Tomorrow the complications continue. The Zalt delegation will want answers about Ethan, about the marriage alliance, about a future none of us can predict. The repair crews will keep welding the station back together while the political fractures spread in ways structural engineering can't fix. Malachar's shadow will still hang over everything, the puppet master who orchestrated Sigma-9 and a dozen other horrors I haven't uncovered yet, and the anomalies will keep tearing, and the race for whatever lies on the other side of them will keep accelerating.

Tomorrow I'll have to be sharp again. Tomorrow I'll have to be the operative, the strategist, the woman who watches.

But tonight I have this.

His breath against the back of my neck. His hand on my stomach. The heat of him along the full length of my body, steady and real and here. Someone who came back for me. Someone who chose me, not the version of me that existed before Sigma-9 but this version, the one with the scars and the nightmares and the knife she keeps under her pillow. He chose the wreckage. He chose what grew from it.
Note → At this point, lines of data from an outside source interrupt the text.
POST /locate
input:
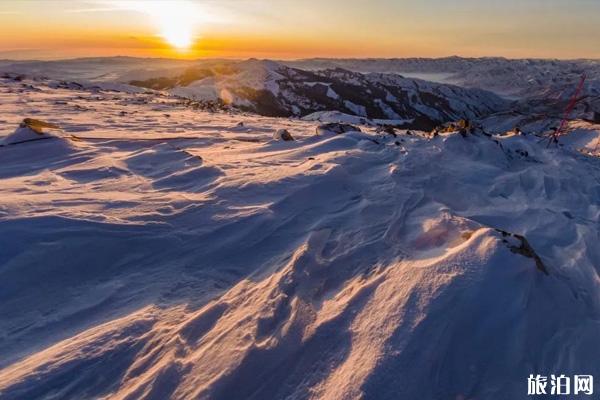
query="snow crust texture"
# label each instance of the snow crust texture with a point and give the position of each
(153, 251)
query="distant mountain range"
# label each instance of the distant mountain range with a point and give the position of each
(415, 93)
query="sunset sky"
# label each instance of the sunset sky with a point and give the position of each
(299, 28)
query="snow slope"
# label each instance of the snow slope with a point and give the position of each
(171, 253)
(272, 89)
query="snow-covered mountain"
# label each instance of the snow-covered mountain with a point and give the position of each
(515, 78)
(151, 249)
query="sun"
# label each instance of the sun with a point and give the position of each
(180, 37)
(176, 21)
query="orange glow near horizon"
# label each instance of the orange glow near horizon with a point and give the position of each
(189, 29)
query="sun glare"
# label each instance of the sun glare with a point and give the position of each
(176, 21)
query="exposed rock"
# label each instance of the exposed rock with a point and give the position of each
(523, 248)
(283, 134)
(336, 128)
(387, 129)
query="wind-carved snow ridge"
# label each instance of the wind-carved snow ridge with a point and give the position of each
(167, 252)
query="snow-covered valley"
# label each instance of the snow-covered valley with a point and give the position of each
(153, 249)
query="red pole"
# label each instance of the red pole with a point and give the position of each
(572, 103)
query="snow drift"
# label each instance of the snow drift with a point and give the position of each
(181, 254)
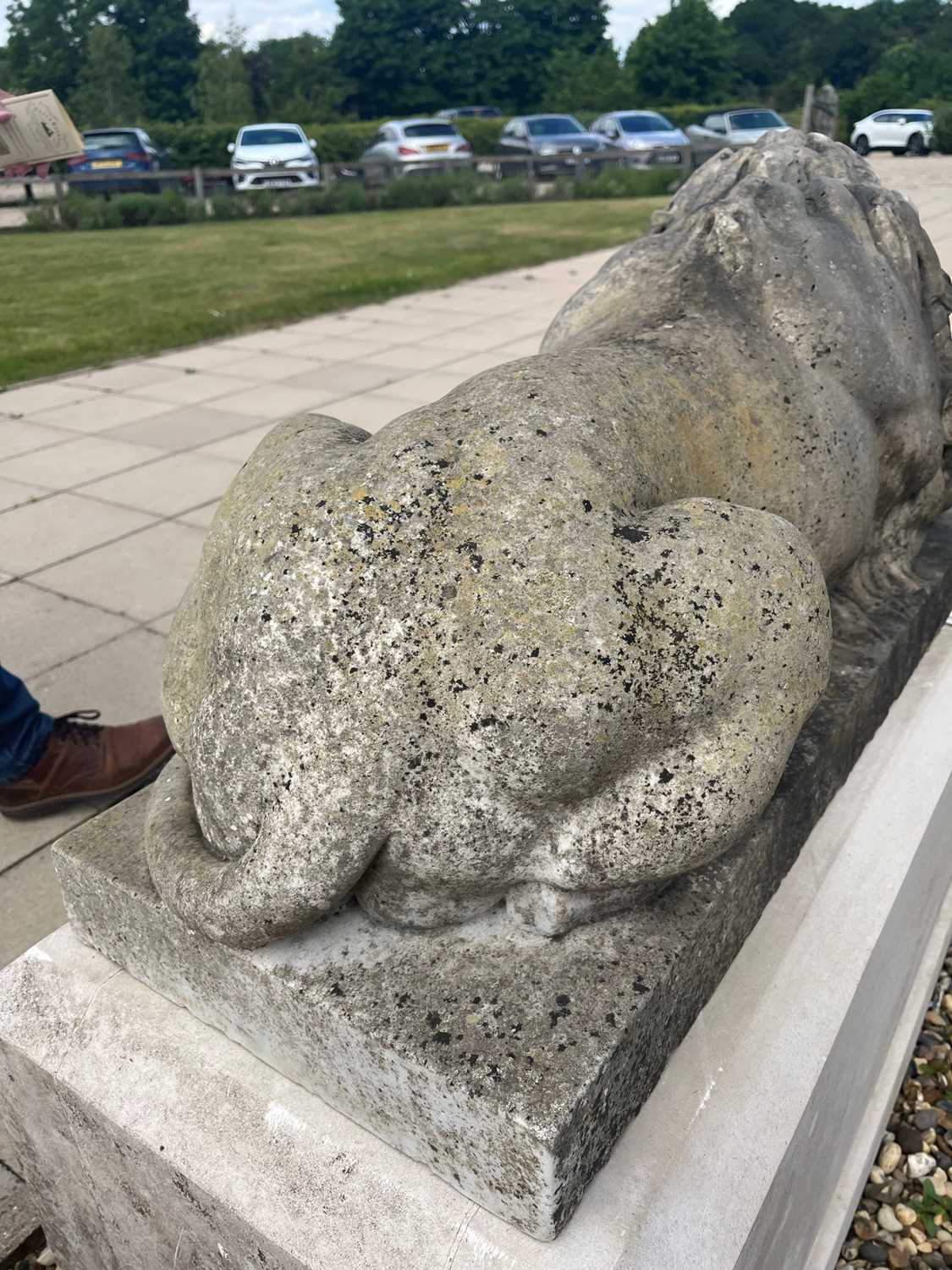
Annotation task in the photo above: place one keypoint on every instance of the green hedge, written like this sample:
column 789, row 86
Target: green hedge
column 124, row 211
column 942, row 136
column 206, row 145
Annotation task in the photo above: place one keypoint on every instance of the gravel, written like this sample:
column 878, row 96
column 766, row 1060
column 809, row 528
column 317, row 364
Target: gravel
column 904, row 1217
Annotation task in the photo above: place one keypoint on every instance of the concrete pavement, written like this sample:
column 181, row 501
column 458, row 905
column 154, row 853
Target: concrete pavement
column 109, row 479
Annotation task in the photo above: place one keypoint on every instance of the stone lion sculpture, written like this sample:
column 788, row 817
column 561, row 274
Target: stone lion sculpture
column 550, row 640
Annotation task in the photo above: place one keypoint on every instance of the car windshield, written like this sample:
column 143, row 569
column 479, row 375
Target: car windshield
column 429, row 130
column 111, row 141
column 645, row 124
column 743, row 121
column 271, row 137
column 553, row 126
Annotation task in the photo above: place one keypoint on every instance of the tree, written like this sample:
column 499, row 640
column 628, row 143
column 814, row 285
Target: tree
column 223, row 93
column 107, row 93
column 165, row 47
column 583, row 81
column 297, row 79
column 515, row 41
column 683, row 56
column 403, row 55
column 779, row 41
column 46, row 42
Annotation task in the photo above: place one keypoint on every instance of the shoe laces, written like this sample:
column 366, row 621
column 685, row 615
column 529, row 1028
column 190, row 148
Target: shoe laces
column 79, row 726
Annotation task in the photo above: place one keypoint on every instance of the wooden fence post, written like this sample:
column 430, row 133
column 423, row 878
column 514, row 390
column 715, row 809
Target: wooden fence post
column 806, row 119
column 58, row 196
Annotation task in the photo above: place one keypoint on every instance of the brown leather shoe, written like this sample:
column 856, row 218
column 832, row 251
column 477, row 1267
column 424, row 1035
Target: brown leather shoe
column 86, row 759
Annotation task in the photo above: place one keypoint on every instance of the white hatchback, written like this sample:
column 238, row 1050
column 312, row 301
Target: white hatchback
column 273, row 157
column 899, row 131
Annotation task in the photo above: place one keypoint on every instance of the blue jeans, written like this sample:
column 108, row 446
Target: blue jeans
column 25, row 729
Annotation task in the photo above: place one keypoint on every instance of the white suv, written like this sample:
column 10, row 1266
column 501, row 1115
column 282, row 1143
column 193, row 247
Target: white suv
column 899, row 131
I spent six years as a wound. Walking, talking, functioning, but a wound all the same. Open and raw and convinced that the best I could hope for was to stop bleeding long enough to be useful.

Now I'm something else. Not healed. I don't think I believe in that anymore, not the way I used to, not as something clean and complete and final. The scar tissue is part of me now. Sigma-9 lives in my bones the way his frequency lives in his. It shaped me, and I can't unshape it, and I've stopped wanting to.

But I'm held. I'm witnessed. Someone looked at every broken thing I am and said mine, and meant it the way a vow means it, the way gravity means it. Not a choice you make once but a force that just is.

It's not a happy ending. I don't believe in those either, not in this world, not with what's coming. It's a beginning. A real one, built on rubble and honesty and the stubborn, vicious refusal to let go of each other that got us here.

I close my eyes. His arm tightens.

And for the first time in six years, I sleep without nightmares.